Q17. Let both p and k be prime numbers such that (p² + k) is also a prime number less than 30. What is the number of possible values of k?

We are given that p and k are prime numbers, and (p² + k) is also a prime number less than 30. The prime numbers less than 30 are: 2, 3, 5, 7, 11, 13, 17, 19, 23, 29. Since p² + k < 30, p² must be less than 30.

Possible prime values for p are 2, 3, and 5. Case 1: p = 2 If p = 2, then p² = 4. We need 4 + k < 30, so k < 26. Possible prime values for k (less than 26) are 2, 3, 5, 7, 11, 13, 17, 19, 23.

Let's check (4 + k) for primality: - 4 + 2 = 6 (not prime) - 4 + 3 = 7 (prime) -> k = 3 is a solution - 4 + 5 = 9 (not prime) - 4 + 7 = 11 (prime) -> k = 7 is a solution - 4 + 11 = 15 (not prime) - 4 + 13 = 17 (prime) -> k = 13 is a solution - 4 + 17 = 21 (not prime) - 4 + 19 = 23 (prime) -> k = 19 is a solution - 4 + 23 = 27 (not prime) For p = 2, there are 4 possible values for k: {3, 7, 13, 19}. Case 2: p = 3 If p = 3, then p² = 9.

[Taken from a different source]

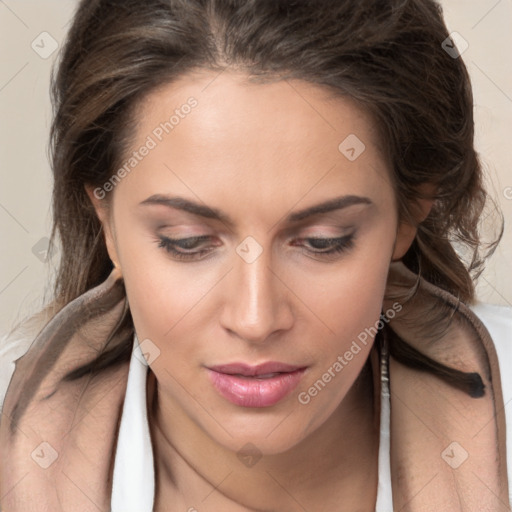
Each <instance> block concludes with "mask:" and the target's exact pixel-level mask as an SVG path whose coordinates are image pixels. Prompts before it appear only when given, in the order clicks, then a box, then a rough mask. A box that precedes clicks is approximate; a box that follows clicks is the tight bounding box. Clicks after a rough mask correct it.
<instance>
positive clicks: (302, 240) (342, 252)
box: [158, 233, 355, 261]
mask: <svg viewBox="0 0 512 512" xmlns="http://www.w3.org/2000/svg"><path fill="white" fill-rule="evenodd" d="M158 238H159V243H158V247H159V248H162V249H164V250H165V251H166V252H167V253H169V254H170V255H171V256H172V257H173V258H175V259H178V260H183V261H194V260H199V259H201V258H202V256H203V255H205V254H208V253H209V252H211V249H202V250H198V251H194V252H189V253H187V252H183V251H180V250H177V249H176V247H179V246H180V243H181V244H183V243H185V244H186V245H195V244H197V243H198V242H202V241H206V240H208V239H209V238H210V236H209V235H202V236H193V237H189V238H181V239H175V238H169V237H166V236H159V237H158ZM354 238H355V236H354V234H353V233H352V234H350V235H345V236H342V237H338V238H323V237H318V238H315V237H309V238H299V239H298V240H299V241H304V240H305V241H307V242H309V243H311V242H313V243H314V242H317V243H318V242H320V243H321V244H322V245H324V247H325V246H328V245H329V244H331V246H332V247H331V249H329V250H326V251H322V250H320V251H318V250H317V251H314V250H313V251H311V250H309V249H304V248H303V252H304V253H305V254H308V255H314V256H320V257H324V258H329V257H333V256H336V255H338V254H341V253H343V252H346V251H348V250H350V249H352V247H353V246H354ZM182 249H187V247H182ZM189 249H190V247H189Z"/></svg>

We need 9 + k < 30, so k < 21. Possible prime values for k (less than 21) are 2, 3, 5, 7, 11, 13, 17, 19. Let's check (9 + k) for primality: - If k = 2, 9 + 2 = 11 (prime) -> k = 2 is a solution - If k is any other prime (which would be an odd number), then 9 + k will be an even number greater than 2 (odd + odd = even), and thus not prime.

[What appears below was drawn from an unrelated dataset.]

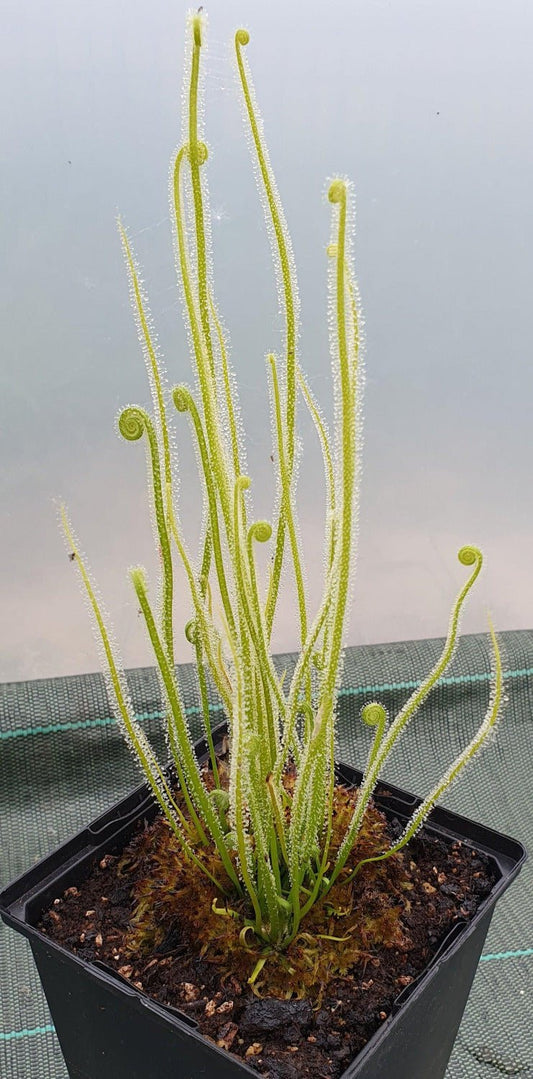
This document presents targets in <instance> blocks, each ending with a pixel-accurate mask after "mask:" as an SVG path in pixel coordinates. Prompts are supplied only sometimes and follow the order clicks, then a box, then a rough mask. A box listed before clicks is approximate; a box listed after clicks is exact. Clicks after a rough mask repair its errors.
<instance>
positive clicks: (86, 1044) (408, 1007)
mask: <svg viewBox="0 0 533 1079" xmlns="http://www.w3.org/2000/svg"><path fill="white" fill-rule="evenodd" d="M223 730H224V728H219V729H218V732H217V733H216V734H217V735H218V736H219V737H221V736H222V734H223ZM196 752H197V755H199V757H204V756H205V754H206V746H205V742H204V741H201V742H199V743H197V747H196ZM338 773H339V779H340V780H341V781H342V782H344V783H345V784H346V786H352V784H358V783H359V782H360V774H359V773H358V771H356V770H355V769H354V768H351V767H348V766H346V765H340V766H339V768H338ZM375 803H377V805H378V806H379V807H380V808H381V809H382V810H383V811H384V812H385V814H386V815H387V816H391V817H396V818H397V819H398V820H400V821H402V820H407V819H408V818H409V817H410V816H411V814H412V811H413V809H414V807H415V806H416V805H419V804H420V800H419V798H416V797H414V796H413V795H411V794H407V793H406V792H404V791H401V790H399V789H397V788H394V787H391V786H387V787H386V790H385V788H383V787H382V788H381V793H378V795H377V797H375ZM156 811H158V809H156V806H155V804H154V801H153V798H152V797H151V795H150V794H149V792H148V788H147V787H146V786H144V787H140V788H138V789H136V790H135V791H134V792H133V793H132V794H131V795H128V796H127V797H126V798H124V800H123V801H122V802H120V803H118V804H117V805H115V806H113V807H112V808H111V809H110V810H108V812H106V814H104V815H103V816H101V817H99V818H98V819H97V820H96V821H94V823H92V824H90V827H88V828H87V829H85V830H84V831H83V832H80V833H79V834H78V835H76V836H74V837H73V838H72V839H70V841H69V842H68V843H65V844H64V845H63V846H61V847H59V849H58V850H56V851H55V852H54V853H52V855H50V856H49V857H47V858H45V859H43V860H42V861H41V862H39V863H38V864H37V865H35V866H32V869H31V870H29V872H28V873H25V874H24V875H23V876H22V877H19V878H18V879H17V880H15V882H14V883H13V884H12V885H10V886H9V887H8V888H5V890H4V891H3V892H2V893H1V894H0V913H1V915H2V918H3V920H4V921H5V923H6V924H8V925H9V926H11V927H12V928H13V929H16V930H17V932H20V933H22V934H23V935H24V937H27V938H28V940H29V942H30V945H31V950H32V953H33V957H35V960H36V964H37V968H38V971H39V975H40V979H41V982H42V986H43V989H44V993H45V996H46V1000H47V1002H49V1007H50V1010H51V1013H52V1017H53V1021H54V1024H55V1028H56V1033H57V1037H58V1039H59V1042H60V1047H61V1050H63V1054H64V1056H65V1061H66V1065H67V1068H68V1073H69V1076H70V1079H200V1077H205V1079H241V1077H244V1076H255V1077H256V1079H257V1076H258V1073H257V1071H254V1070H252V1069H251V1068H249V1067H248V1065H247V1064H246V1063H245V1062H244V1061H242V1060H241V1058H237V1057H236V1056H233V1055H232V1054H231V1053H228V1052H225V1051H223V1050H221V1049H218V1048H217V1046H215V1044H214V1042H211V1041H209V1040H208V1039H207V1038H204V1037H203V1035H202V1034H200V1032H199V1029H197V1027H196V1024H195V1023H194V1021H193V1020H191V1019H190V1017H189V1016H188V1015H184V1014H183V1013H181V1012H180V1011H178V1010H177V1009H174V1008H167V1007H164V1006H163V1005H160V1003H156V1002H155V1001H153V1000H151V999H150V998H149V997H147V996H146V995H145V994H144V993H142V992H140V991H138V989H136V988H135V987H134V986H133V985H131V984H129V983H128V982H126V981H125V980H124V979H122V978H121V976H120V975H118V974H117V973H115V972H114V971H113V970H111V968H108V967H106V965H105V964H101V962H99V961H95V962H92V964H90V962H87V961H85V960H83V959H80V958H78V957H77V956H74V955H72V954H71V953H69V952H67V951H66V950H65V948H63V947H61V946H59V945H58V944H55V943H54V942H53V941H51V940H50V939H49V938H47V937H46V935H44V934H43V933H42V932H40V931H39V930H38V929H37V928H36V925H37V924H38V923H39V920H40V917H41V915H42V914H43V913H44V912H45V911H46V910H49V907H50V906H51V904H52V903H53V900H54V899H55V898H56V897H57V896H60V894H63V892H64V891H65V890H66V888H68V887H69V886H70V885H72V884H74V883H79V882H80V880H81V879H83V878H84V877H86V876H87V875H88V874H90V873H91V869H92V866H93V864H94V863H95V862H97V861H99V860H100V859H101V857H103V856H104V853H109V852H119V851H120V850H122V849H123V848H124V846H125V845H126V843H127V842H128V839H129V837H131V836H132V834H133V832H134V830H135V827H136V823H137V821H138V820H139V819H146V820H148V821H150V820H152V819H153V817H154V816H155V814H156ZM425 827H426V829H427V830H428V831H429V832H432V833H434V834H436V835H438V836H439V837H440V838H442V839H445V842H449V843H450V844H451V843H453V842H454V841H455V839H460V841H461V842H462V843H464V844H465V845H467V846H470V847H475V848H476V849H477V850H481V851H483V852H484V853H486V855H488V856H489V857H490V858H491V859H492V862H493V865H494V866H495V869H496V875H497V879H496V883H495V884H494V887H493V889H492V891H491V893H490V896H488V897H487V898H486V899H484V900H483V902H482V903H481V905H480V906H479V909H478V911H477V913H476V914H475V916H474V917H473V918H471V919H470V920H469V921H468V923H457V924H455V925H454V927H453V929H452V930H451V932H450V933H449V935H448V937H447V939H446V940H445V941H443V942H442V944H441V945H440V947H439V950H438V953H437V954H436V955H435V956H434V958H433V959H432V961H430V962H429V965H428V966H427V967H426V969H425V970H424V971H423V972H422V973H421V974H420V975H419V978H418V979H416V980H415V981H414V982H413V983H411V984H410V985H409V986H408V987H407V988H406V989H404V991H402V992H401V993H400V995H399V996H398V997H397V999H396V1000H395V1002H394V1006H393V1008H392V1011H391V1014H389V1016H388V1019H387V1020H385V1022H384V1023H383V1024H382V1026H381V1027H380V1028H379V1030H377V1032H375V1034H374V1035H373V1037H372V1038H371V1039H370V1040H369V1041H368V1042H367V1044H366V1046H365V1048H364V1049H363V1050H361V1052H360V1053H359V1054H358V1055H357V1057H356V1058H355V1060H354V1061H353V1062H352V1063H351V1064H350V1065H348V1067H347V1068H346V1070H345V1071H344V1073H343V1076H342V1079H391V1076H393V1075H394V1077H395V1079H442V1077H443V1076H445V1071H446V1068H447V1065H448V1061H449V1058H450V1055H451V1051H452V1047H453V1042H454V1040H455V1036H456V1034H457V1030H459V1026H460V1023H461V1019H462V1015H463V1011H464V1008H465V1005H466V1000H467V998H468V993H469V991H470V985H471V983H473V981H474V975H475V973H476V968H477V964H478V959H479V956H480V954H481V950H482V946H483V942H484V939H486V937H487V932H488V929H489V926H490V921H491V918H492V914H493V911H494V905H495V903H496V901H497V900H498V899H500V897H501V896H502V893H503V892H504V891H505V889H506V888H507V887H508V886H509V884H510V883H511V880H512V879H514V877H515V876H516V875H517V874H518V872H519V871H520V868H521V865H522V864H523V861H524V859H525V851H524V849H523V847H522V846H521V845H520V844H519V843H517V842H516V841H515V839H510V838H508V837H507V836H504V835H500V834H498V833H496V832H493V831H491V830H490V829H487V828H483V827H482V825H481V824H476V823H474V822H473V821H469V820H466V819H465V818H464V817H459V816H456V815H455V814H452V812H448V811H447V810H445V809H441V808H438V807H437V808H436V809H434V810H433V812H432V815H430V817H429V819H428V822H427V823H426V825H425Z"/></svg>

So, for p = 3, k = 2 is the only solution. For p = 3, there is 1 possible value for k: {2}. Case 3: p = 5 If p = 5, then p² = 25. We need 25 + k < 30, so k < 5. Possible prime values for k (less than 5) are 2, 3.

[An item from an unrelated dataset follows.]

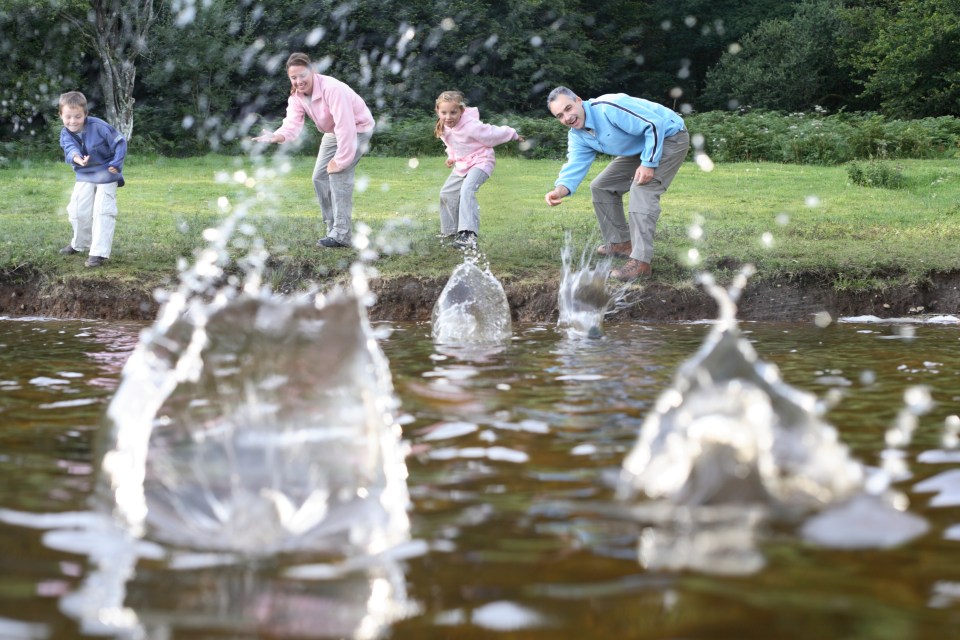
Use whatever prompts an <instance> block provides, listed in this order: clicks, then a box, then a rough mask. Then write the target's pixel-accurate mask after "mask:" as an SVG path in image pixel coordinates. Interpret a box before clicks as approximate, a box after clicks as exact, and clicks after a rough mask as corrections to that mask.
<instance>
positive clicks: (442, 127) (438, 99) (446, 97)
mask: <svg viewBox="0 0 960 640" xmlns="http://www.w3.org/2000/svg"><path fill="white" fill-rule="evenodd" d="M441 102H453V103H455V104H456V105H457V106H459V107H460V110H461V111H463V110H464V109H466V108H467V99H466V98H464V97H463V94H462V93H460V92H459V91H444V92H443V93H441V94H440V95H439V96H437V103H436V104H435V105H434V107H433V109H434V111H436V110H437V109H439V108H440V103H441ZM442 133H443V120H441V119H440V118H437V126H436V127H434V129H433V135H435V136H436V137H438V138H439V137H440V134H442Z"/></svg>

Let's check (25 + k) for primality: - 25 + 2 = 27 (not prime) - 25 + 3 = 28 (not prime) For p = 5, there are no possible values for k. If p is any prime greater than or equal to 7, p² would be 49 or greater, making p² + k > 30.

So, no further cases are possible. Total number of possible values for k = 4 (from p=2) + 1 (from p=3) = 5. This question tests the understanding of prime numbers and systematic case analysis, which are important for number theory problems in UPSC CSAT.